Wie das Beispiel im vorigen Kapitel gezeigt hat, kann es für Konzerne sehr teuer werden, wenn sie mit VP steuern und bei der VP-Kalkulation nach Controlling-Logiken vorgehen, die von steuerlichen Vorgaben abweichen. Letztlich sind die steuerrechtlichen VP-Regelungen alternativlos. Die Wahl der Steuerungs-KPI sind es jedoch nicht.

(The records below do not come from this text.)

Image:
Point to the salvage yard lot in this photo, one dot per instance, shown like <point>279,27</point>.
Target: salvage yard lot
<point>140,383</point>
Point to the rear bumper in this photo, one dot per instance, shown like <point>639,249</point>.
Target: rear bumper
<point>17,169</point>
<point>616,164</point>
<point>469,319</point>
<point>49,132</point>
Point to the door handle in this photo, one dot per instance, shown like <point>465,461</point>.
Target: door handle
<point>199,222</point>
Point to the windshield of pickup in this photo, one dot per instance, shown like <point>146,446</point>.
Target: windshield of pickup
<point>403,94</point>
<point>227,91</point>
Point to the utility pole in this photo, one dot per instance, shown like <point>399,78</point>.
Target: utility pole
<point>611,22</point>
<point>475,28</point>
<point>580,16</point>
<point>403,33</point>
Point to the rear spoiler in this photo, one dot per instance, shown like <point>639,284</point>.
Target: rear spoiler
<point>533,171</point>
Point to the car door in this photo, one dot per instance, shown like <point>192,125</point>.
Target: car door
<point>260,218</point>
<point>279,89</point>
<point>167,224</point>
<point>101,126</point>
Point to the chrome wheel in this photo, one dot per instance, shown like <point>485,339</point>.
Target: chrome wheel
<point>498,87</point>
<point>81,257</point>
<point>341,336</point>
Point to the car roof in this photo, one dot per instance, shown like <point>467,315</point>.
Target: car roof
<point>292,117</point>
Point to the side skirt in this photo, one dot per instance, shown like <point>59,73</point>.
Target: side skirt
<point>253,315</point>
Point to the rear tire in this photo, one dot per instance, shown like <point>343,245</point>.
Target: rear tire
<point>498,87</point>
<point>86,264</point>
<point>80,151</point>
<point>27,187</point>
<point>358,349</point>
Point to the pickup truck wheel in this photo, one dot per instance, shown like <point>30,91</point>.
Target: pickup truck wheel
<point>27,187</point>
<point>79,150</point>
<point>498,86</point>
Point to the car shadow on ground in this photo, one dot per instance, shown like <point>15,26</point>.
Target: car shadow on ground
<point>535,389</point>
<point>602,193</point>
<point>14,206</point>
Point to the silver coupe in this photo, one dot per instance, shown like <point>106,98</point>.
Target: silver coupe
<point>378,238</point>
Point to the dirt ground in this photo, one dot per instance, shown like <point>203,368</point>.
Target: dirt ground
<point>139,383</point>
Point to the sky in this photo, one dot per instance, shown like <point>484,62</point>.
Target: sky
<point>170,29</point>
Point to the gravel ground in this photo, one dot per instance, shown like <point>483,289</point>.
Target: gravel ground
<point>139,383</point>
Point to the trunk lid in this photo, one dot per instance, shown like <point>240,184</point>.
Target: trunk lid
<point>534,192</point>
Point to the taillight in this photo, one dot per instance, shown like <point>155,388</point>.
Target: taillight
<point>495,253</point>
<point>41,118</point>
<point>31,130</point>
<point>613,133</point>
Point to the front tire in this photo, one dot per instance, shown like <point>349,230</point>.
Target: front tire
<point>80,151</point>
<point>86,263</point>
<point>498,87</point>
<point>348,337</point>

Insofern sei an dieser Stelle erlaubt, zu hinterfragen erlaubt, warum das Verhalten von Führungskräften überhaupt mit VP gesteuert wird? Bei Unternehmen, die mit VP steuern, werden die Performance einer Gesellschaft und die Boni der Geschäftsführer oder Abteilungsleiter noch immer oft anhand der EBIT-Marge der jeweils verantworteten Gesellschaft gemessen. Dieser Fall soll den nachfolgenden Beobachtungen und Überlegungen bzw. Thesen zugrunde gelegt werden:
These 1: Die Steuerung anhand von VP verursacht erhebliche interne Prozesskosten für die Verhandlung der VP zwischen den Parteien
Bei denjenigen Konzernen, die das lokale Management z. B. nach dem EBIT der einzelnen Gesellschaft incentivieren bzw. die Performance daran messen, könnte man boshaft sagen, dass einer einmaligen internen Verhandlung zwischen Vertrieb und Produktion bzw. mit dem Controlling im Rahmen der Budgetierungsphase eine höhere Bedeutung zukommt als den Verhandlungen mit externen Lieferanten und Kunden. Es könnte ein harter Kampf um die Verteilung der konzerninternen Marge zwischen der Produktion und dem Vertrieb entstehen und somit letztlich um die Festlegung der ›richtigen‹ VP-Methode bzw. den ›richtigen‹ VP. Dieses Feilschen um den ›richtigen‹ VP kann in den Konzernen erhebliche Ressourcen binden und stark unterschätzte Prozesskosten verursachen. Und je nach Stärke des Auslandsgeschäftsführer kann dies auch zu unfairen VP führen. Je mehr (neue) Produkte und je mehr Transaktionen im Konzern vorhanden sind, desto mehr Zeit wird auf interne Verhandlungen verwendet, die nach unserer Einschätzung oft nicht wertschöpfend sind. Die Prozesse sind häufig langwierig, streitanfällig, nicht automatisiert und letztlich ineffizient. Ob dieser Steuerungsansatz tatsächlich zu einem maximalen Konzerndeckungsbeitrag führt, ist umstritten. Zumindest besteht in der Industrie seit Jahren ein klarer Trend, der von Legal Entity EBIT Zielen wegführt. Viele und immer mehr Konzerne nutzen VP nicht mehr zur Unternehmenssteuerung. Sie messen stattdessen die Performance und legen die Boni auf Basis von konsolidierten Zahlen oder von KPI fest, die nicht VP-induziert sind.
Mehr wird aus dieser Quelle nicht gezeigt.